Résiliation d'un contrat de syndic : procédure 2026 et conseils
Découvrez la procédure complète pour résilier un contrat de syndic en 2026. Délais, vote en AG, préavis : suivez notre guide pour changer de syndic facilement.
Résiliation d'un contrat de syndic : une étape clé pour tout copropriétaire souhaitant changer de prestataire. En 2026, la procédure a été clarifiée par la réforme des contrats de syndic (loi ALUR renforcée) et plusieurs décisions de jurisprudence récentes. Que vous soyez en désaccord sur les honoraires, insatisfait de la gestion courante, ou simplement en quête d’un syndic plus compétitif, ce guide vous détaille les étapes juridiques, les délais impératifs et les pièges à éviter. Résiliation d'un contrat de syndic ne rime pas avec précipitation : une stratégie juridique maîtrisée vous permettra d’éviter des frais inutiles et des contentieux.

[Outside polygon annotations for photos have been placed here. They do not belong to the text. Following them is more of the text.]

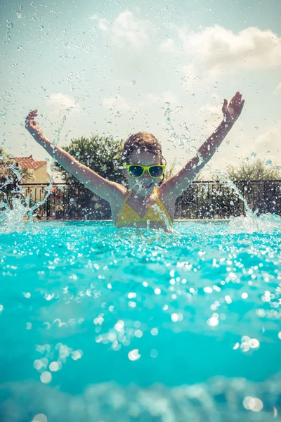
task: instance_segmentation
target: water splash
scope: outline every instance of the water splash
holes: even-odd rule
[[[272,233],[281,232],[281,217],[275,214],[261,214],[260,216],[253,212],[246,212],[246,215],[230,217],[228,226],[230,234],[239,233]]]

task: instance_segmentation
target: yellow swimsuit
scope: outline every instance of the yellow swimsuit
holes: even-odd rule
[[[150,208],[148,208],[148,211],[142,218],[138,215],[136,211],[133,210],[133,208],[127,204],[127,200],[130,198],[132,192],[133,190],[131,189],[129,195],[127,195],[124,199],[120,212],[119,213],[117,219],[116,220],[115,227],[125,226],[127,223],[138,223],[140,222],[146,222],[148,220],[150,222],[165,222],[165,220],[166,222],[166,219],[171,226],[173,225],[168,211],[166,210],[164,205],[157,196],[157,188],[154,190],[154,193],[156,198],[155,205],[158,205],[158,209],[157,208],[155,210],[154,206],[152,205]]]

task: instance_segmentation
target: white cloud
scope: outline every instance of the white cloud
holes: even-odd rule
[[[110,34],[111,41],[119,48],[131,46],[141,48],[150,41],[150,35],[155,32],[152,24],[148,20],[138,19],[132,12],[125,11],[110,23],[97,15],[90,18],[98,21],[98,27]]]
[[[114,110],[115,112],[129,111],[131,108],[131,106],[122,95],[104,98],[103,106],[109,110]]]
[[[175,49],[175,43],[172,39],[171,39],[171,38],[167,38],[164,41],[162,41],[159,49],[160,51],[173,52]]]
[[[279,158],[281,164],[281,120],[258,136],[254,143],[254,151],[260,156],[266,156],[273,162]],[[269,152],[268,152],[269,151]]]
[[[51,94],[46,103],[52,114],[57,114],[59,112],[71,113],[80,110],[80,106],[77,101],[61,92]]]
[[[178,37],[185,52],[210,67],[240,67],[266,69],[281,65],[281,39],[270,30],[249,27],[235,34],[219,26],[207,27],[201,32],[181,28]]]
[[[277,95],[278,91],[281,90],[281,82],[278,84],[275,90],[273,91],[273,95]]]
[[[171,103],[175,104],[178,103],[178,100],[175,94],[171,91],[164,91],[159,94],[147,94],[145,98],[152,103]]]

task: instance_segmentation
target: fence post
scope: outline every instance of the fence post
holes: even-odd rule
[[[46,201],[46,219],[50,219],[50,195],[47,198]]]

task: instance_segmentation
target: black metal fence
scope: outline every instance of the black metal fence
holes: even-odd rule
[[[247,206],[258,215],[281,215],[281,181],[196,181],[178,198],[176,219],[224,219],[244,215]],[[22,184],[23,193],[34,205],[44,200],[48,184]],[[12,193],[11,193],[12,194]],[[245,203],[243,198],[247,201]],[[36,210],[46,219],[110,219],[108,203],[90,191],[72,185],[54,184],[50,195]]]

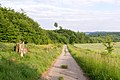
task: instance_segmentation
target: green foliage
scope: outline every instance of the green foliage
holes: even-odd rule
[[[57,22],[55,22],[55,23],[54,23],[54,26],[57,28],[57,27],[58,27],[58,23],[57,23]]]
[[[54,26],[57,28],[58,23]],[[21,40],[25,43],[87,43],[90,38],[85,33],[74,32],[67,29],[44,30],[39,24],[29,18],[23,9],[15,12],[13,9],[0,7],[0,42],[16,43]]]
[[[120,42],[120,32],[91,32],[88,36],[91,42],[100,43],[107,35],[110,35],[113,42]]]
[[[15,44],[0,43],[0,45],[0,80],[38,80],[62,51],[60,44],[35,45],[29,43],[25,45],[28,53],[21,58],[18,53],[13,51]],[[6,48],[1,51],[4,47]]]
[[[67,69],[67,68],[68,68],[67,65],[61,65],[60,67],[61,67],[62,69]]]
[[[68,47],[90,80],[120,80],[119,54],[116,57],[113,55],[106,56],[71,45]]]
[[[64,80],[64,77],[63,77],[63,76],[61,76],[61,77],[59,77],[59,78],[58,78],[58,80]]]
[[[106,39],[103,42],[103,45],[106,47],[108,54],[111,54],[113,49],[112,39],[110,36],[106,36]]]

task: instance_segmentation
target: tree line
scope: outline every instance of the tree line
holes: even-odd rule
[[[14,9],[0,7],[0,42],[50,44],[50,43],[100,43],[105,33],[91,33],[87,35],[83,32],[74,32],[63,29],[57,22],[53,24],[56,30],[45,30],[40,25],[28,17],[23,10],[16,12]],[[111,33],[113,41],[120,41],[120,33]]]
[[[54,24],[58,27],[58,24]],[[86,43],[90,42],[85,33],[62,29],[44,30],[24,11],[16,12],[14,9],[0,7],[0,42],[16,43],[20,40],[25,43]]]

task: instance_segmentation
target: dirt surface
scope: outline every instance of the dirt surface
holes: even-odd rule
[[[61,68],[61,65],[67,66],[67,69]],[[66,45],[63,47],[62,54],[44,76],[44,80],[59,80],[60,77],[63,77],[64,80],[88,80],[69,53]]]

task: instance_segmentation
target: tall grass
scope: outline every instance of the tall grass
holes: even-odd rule
[[[91,80],[120,80],[119,56],[98,54],[71,45],[69,51]]]
[[[15,44],[0,43],[0,80],[38,80],[61,53],[61,45],[27,44],[28,53],[21,58]]]

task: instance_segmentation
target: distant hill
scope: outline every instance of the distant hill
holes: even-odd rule
[[[35,44],[90,42],[85,33],[62,27],[59,30],[44,30],[24,12],[0,7],[0,42],[16,43],[21,40]]]
[[[87,32],[90,37],[105,37],[111,36],[114,42],[120,42],[120,32]]]

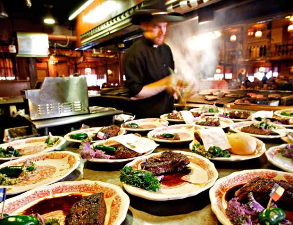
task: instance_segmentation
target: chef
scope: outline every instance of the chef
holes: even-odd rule
[[[174,61],[164,42],[168,23],[184,18],[180,13],[167,12],[164,0],[145,1],[132,17],[131,22],[141,26],[143,36],[125,53],[123,65],[137,118],[159,117],[173,109],[180,92],[172,84],[170,69],[174,69]]]

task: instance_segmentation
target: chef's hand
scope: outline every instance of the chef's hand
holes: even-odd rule
[[[178,100],[180,97],[181,93],[179,87],[169,85],[167,87],[166,91],[170,96],[173,96],[175,100]]]

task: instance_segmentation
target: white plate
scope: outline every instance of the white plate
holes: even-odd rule
[[[22,165],[27,159],[35,163],[39,172],[28,180],[5,186],[7,188],[7,195],[18,194],[41,185],[57,182],[74,170],[81,161],[77,154],[71,151],[53,151],[22,157],[1,164],[0,168]]]
[[[283,180],[293,184],[293,174],[292,173],[270,169],[242,170],[219,179],[209,190],[209,199],[212,211],[223,225],[232,225],[225,213],[227,203],[225,195],[227,191],[234,187],[244,184],[251,179],[258,176],[277,180]]]
[[[123,124],[121,126],[126,131],[134,132],[149,131],[155,128],[162,127],[162,122],[166,122],[166,120],[163,120],[159,118],[146,118],[140,120],[135,120],[127,122]],[[125,125],[129,123],[134,123],[138,125],[140,128],[127,128]]]
[[[278,151],[279,149],[285,147],[287,145],[290,144],[285,144],[270,148],[266,152],[266,156],[268,160],[277,167],[281,168],[287,172],[293,173],[293,158],[284,157]]]
[[[62,182],[43,186],[7,199],[5,201],[4,213],[11,215],[18,215],[43,199],[74,193],[90,195],[98,192],[103,193],[107,208],[104,224],[121,224],[126,216],[129,206],[128,196],[116,185],[87,180]],[[0,206],[2,209],[2,204]],[[62,218],[65,220],[65,216],[63,216]]]
[[[205,121],[206,118],[214,118],[215,117],[213,116],[206,116],[203,119],[202,119],[201,118],[198,118],[198,119],[197,119],[196,120],[195,120],[195,123],[196,123],[196,122],[204,121]],[[209,127],[208,126],[202,126],[202,125],[199,125],[199,124],[195,124],[196,126],[199,126],[200,127],[204,127],[205,128],[210,128],[211,127],[220,127],[222,128],[226,128],[234,124],[234,122],[233,122],[233,121],[231,119],[224,118],[223,117],[218,117],[218,118],[220,120],[220,126],[219,127]]]
[[[229,112],[228,112],[228,113],[229,113]],[[217,116],[218,117],[225,118],[225,117],[223,117],[222,115],[223,115],[223,113],[219,113],[216,115],[216,116]],[[242,122],[242,121],[246,121],[247,120],[250,120],[249,117],[248,117],[248,118],[247,119],[231,119],[231,118],[226,118],[226,119],[230,119],[230,120],[232,120],[234,122]]]
[[[253,121],[258,121],[258,120],[256,120],[255,119],[255,118],[256,117],[255,117],[253,115],[252,115],[251,116],[251,117],[250,118],[250,119]],[[284,118],[284,119],[289,119],[289,118]],[[270,122],[270,123],[272,123],[272,124],[273,124],[274,125],[281,125],[282,127],[284,127],[287,128],[293,128],[293,119],[291,119],[291,120],[290,120],[289,123],[290,123],[291,124],[289,124],[289,125],[279,124],[275,123],[274,123],[273,122]]]
[[[213,160],[214,161],[243,161],[244,160],[251,159],[252,158],[258,158],[262,156],[262,155],[266,152],[266,145],[259,139],[253,138],[255,139],[257,143],[257,148],[254,154],[248,155],[240,155],[240,154],[235,154],[230,152],[231,157],[226,158],[223,157],[219,157],[217,158],[209,158],[210,160]],[[193,149],[194,145],[194,142],[192,142],[189,145],[189,149],[191,150]],[[193,152],[194,153],[194,152]],[[195,153],[195,154],[196,154]]]
[[[123,183],[126,191],[132,195],[153,201],[166,201],[182,199],[194,196],[211,187],[218,177],[218,172],[213,163],[208,159],[194,154],[182,151],[173,151],[186,155],[190,160],[189,166],[192,169],[191,172],[184,176],[184,179],[190,182],[201,184],[195,185],[183,183],[174,187],[168,187],[161,185],[160,189],[156,192],[133,187]],[[141,157],[126,166],[132,166],[135,169],[140,169],[140,164],[147,158],[160,155],[162,152],[153,153],[146,156]]]
[[[206,106],[206,107],[209,108],[210,107],[212,107],[212,106],[209,105],[207,105]],[[217,108],[218,110],[219,110],[219,111],[217,112],[213,112],[213,113],[206,112],[206,113],[203,113],[204,115],[205,115],[206,116],[214,116],[215,114],[217,114],[218,113],[223,113],[224,112],[223,109],[221,109],[219,107],[217,107]],[[201,112],[202,111],[202,107],[201,107],[201,108],[195,108],[193,109],[191,109],[189,111],[190,111],[191,112],[198,112],[198,111]]]
[[[46,141],[48,136],[43,136],[38,138],[29,138],[2,144],[0,145],[0,148],[6,149],[8,146],[12,146],[16,150],[20,150],[20,153],[22,154],[22,156],[12,158],[13,159],[16,159],[28,155],[53,151],[55,149],[61,147],[66,142],[66,140],[63,137],[53,137],[54,138],[59,138],[59,140],[53,146],[50,147],[46,148],[47,144],[45,144],[45,141]],[[10,157],[0,158],[0,161],[7,161],[9,160],[10,160]]]
[[[153,141],[152,141],[153,142]],[[113,141],[111,140],[108,140],[106,141],[100,141],[99,142],[96,142],[93,146],[95,147],[97,145],[101,145],[102,144],[103,145],[105,146],[110,146],[113,142],[117,143],[117,142],[115,141]],[[145,152],[144,154],[142,155],[147,155],[148,154],[150,154],[152,153],[154,150],[156,149],[157,147],[154,148],[150,148],[150,150],[148,150],[147,152]],[[135,159],[140,156],[137,157],[133,157],[133,158],[123,158],[121,159],[107,159],[105,158],[91,158],[91,159],[87,159],[88,161],[90,161],[93,162],[106,162],[108,163],[119,163],[119,162],[127,162],[128,161],[132,161],[133,159]]]
[[[281,117],[286,118],[288,119],[293,119],[293,116],[283,116],[281,114],[282,112],[286,112],[286,113],[292,113],[293,112],[293,108],[289,109],[282,109],[282,110],[278,110],[275,111],[274,113],[275,115],[279,116],[281,116]]]
[[[91,128],[87,128],[85,129],[81,129],[78,130],[77,131],[74,131],[72,132],[69,133],[66,135],[64,136],[64,138],[66,139],[66,140],[68,141],[69,142],[77,142],[78,143],[81,143],[82,141],[80,140],[77,140],[76,139],[72,139],[70,138],[70,135],[74,134],[78,134],[79,133],[85,133],[86,134],[88,134],[88,136],[89,137],[94,136],[94,134],[97,133],[101,129],[104,127],[92,127]],[[118,133],[118,135],[123,135],[125,133],[126,133],[126,131],[124,128],[120,128],[120,131]],[[97,140],[97,141],[92,141],[91,142],[96,142],[100,140]]]
[[[167,143],[181,143],[186,142],[191,142],[194,139],[195,129],[203,129],[198,126],[190,124],[178,124],[169,126],[168,128],[162,127],[153,130],[148,133],[148,138],[157,142],[164,142]],[[178,134],[180,137],[180,140],[172,141],[164,139],[159,139],[153,138],[154,135],[164,134],[165,133]]]
[[[234,132],[240,133],[242,133],[242,134],[246,134],[250,135],[251,136],[252,136],[252,137],[255,137],[256,138],[263,138],[264,139],[273,139],[273,138],[281,138],[282,137],[284,137],[284,136],[286,136],[286,133],[282,132],[281,131],[279,131],[279,132],[280,135],[255,135],[254,134],[250,134],[249,133],[242,132],[242,131],[240,131],[241,130],[241,128],[243,128],[243,127],[248,127],[249,126],[250,126],[250,125],[252,124],[253,123],[258,124],[260,123],[261,123],[261,122],[257,122],[257,121],[256,121],[256,122],[255,122],[255,121],[240,122],[239,123],[234,123],[234,124],[230,126],[230,129]],[[269,124],[272,125],[274,126],[275,127],[276,127],[276,128],[277,129],[280,130],[285,129],[285,127],[284,127],[282,126],[280,126],[280,125],[273,124],[271,123],[269,123]]]
[[[175,119],[169,119],[168,118],[167,116],[169,113],[166,113],[166,114],[161,115],[160,116],[161,119],[163,119],[163,120],[167,120],[169,122],[172,122],[173,123],[184,123],[184,120],[175,120]]]

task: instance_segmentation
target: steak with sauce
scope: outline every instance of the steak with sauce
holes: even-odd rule
[[[152,157],[147,159],[142,168],[150,171],[155,175],[165,173],[183,170],[190,162],[189,159],[181,153],[171,151],[164,151],[159,157]]]
[[[140,153],[131,150],[122,145],[119,145],[115,151],[115,158],[116,159],[133,158],[140,155]]]
[[[257,202],[264,207],[267,206],[270,199],[269,194],[274,184],[277,183],[285,189],[284,193],[277,202],[278,207],[287,210],[293,210],[293,185],[284,180],[257,177],[249,180],[244,186],[235,193],[240,202],[246,202],[247,196],[252,192]]]
[[[73,204],[65,225],[103,225],[106,211],[103,193],[90,195]]]
[[[252,126],[248,127],[243,127],[241,128],[241,131],[245,133],[249,133],[249,134],[253,134],[255,135],[278,135],[278,134],[269,130],[263,130],[261,128],[259,128]]]

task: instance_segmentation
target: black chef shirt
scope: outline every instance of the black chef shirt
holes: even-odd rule
[[[123,59],[126,85],[131,96],[143,87],[169,75],[168,67],[174,69],[170,47],[166,44],[154,47],[144,37],[136,41],[125,53]],[[148,98],[133,101],[132,112],[137,118],[159,117],[172,111],[174,98],[166,91]]]

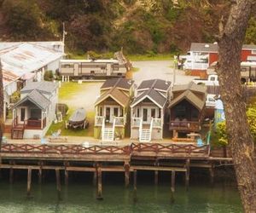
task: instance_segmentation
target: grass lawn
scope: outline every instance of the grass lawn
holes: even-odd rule
[[[65,129],[65,121],[68,120],[68,118],[73,112],[73,110],[69,110],[69,112],[67,116],[63,118],[63,121],[52,124],[49,129],[47,131],[47,135],[51,135],[54,132],[58,131],[58,130],[61,130],[61,135],[70,135],[70,136],[93,136],[93,126],[94,126],[94,112],[87,112],[87,120],[89,121],[89,127],[85,130],[77,129]]]
[[[86,59],[87,55],[71,54],[70,59],[82,60]],[[127,58],[132,61],[141,60],[173,60],[173,54],[156,54],[156,55],[128,55]]]
[[[100,85],[98,83],[62,83],[59,89],[59,102],[66,103],[68,106],[68,112],[67,114],[64,116],[62,122],[51,124],[47,135],[50,135],[58,130],[61,130],[61,135],[93,136],[95,116],[93,106],[95,101],[93,98],[96,99],[97,96]],[[90,107],[88,106],[88,103],[90,103],[90,105],[91,104],[91,106],[89,106]],[[85,130],[66,130],[65,121],[68,120],[73,112],[79,107],[85,108],[89,128]],[[88,107],[89,109],[87,109]]]

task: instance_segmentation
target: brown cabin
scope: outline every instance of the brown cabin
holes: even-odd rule
[[[178,133],[199,132],[206,110],[207,87],[191,82],[175,85],[169,104],[169,130],[173,136]]]

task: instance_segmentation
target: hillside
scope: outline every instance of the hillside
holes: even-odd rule
[[[128,53],[186,50],[191,42],[214,42],[226,0],[0,0],[3,41],[61,39],[69,51]],[[256,43],[252,18],[247,43]]]

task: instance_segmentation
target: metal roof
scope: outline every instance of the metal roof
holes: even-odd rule
[[[52,93],[58,88],[56,83],[49,81],[30,82],[21,90],[21,93],[27,93],[32,90],[38,90],[43,93]]]
[[[133,84],[133,81],[125,79],[124,78],[111,78],[104,82],[101,89],[108,89],[111,88],[119,88],[120,89],[129,90]]]
[[[167,91],[171,86],[170,81],[161,80],[161,79],[151,79],[143,81],[138,86],[137,90],[145,90],[150,88],[154,89],[159,89],[161,91]]]
[[[256,49],[254,44],[243,44],[242,49]],[[218,53],[218,43],[191,43],[190,51],[192,52],[205,52],[205,53]]]
[[[17,107],[26,101],[31,101],[43,110],[45,110],[50,104],[50,101],[44,95],[42,95],[37,89],[34,89],[19,102],[17,102],[14,107]]]

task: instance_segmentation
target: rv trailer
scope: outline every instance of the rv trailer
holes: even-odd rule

Chez TopSyndic.fr, nous analysons chaque année les contrats types et les décisions de justice pour vous offrir une information fiable. Découvrez ci-dessous la procédure applicable en 2026, les articles de loi essentiels, et nos conseils d’avocat spécialisé en droit de la copropriété.
- Délais et formes de la résiliation (préavis, LRAR, assemblée générale)
- Conditions de fond : juste motif, faute du syndic, ou résiliation sans motif
- Conséquences financières : indemnités, séquestre, transfert de fonds
- Nouveautés 2026 : résiliation simplifiée pour les petites copropriétés
- Rôle du conseil syndical et vote en AG
- Modèles de lettres et recours en cas de litige
1. Les fondements juridiques de la résiliation (2026)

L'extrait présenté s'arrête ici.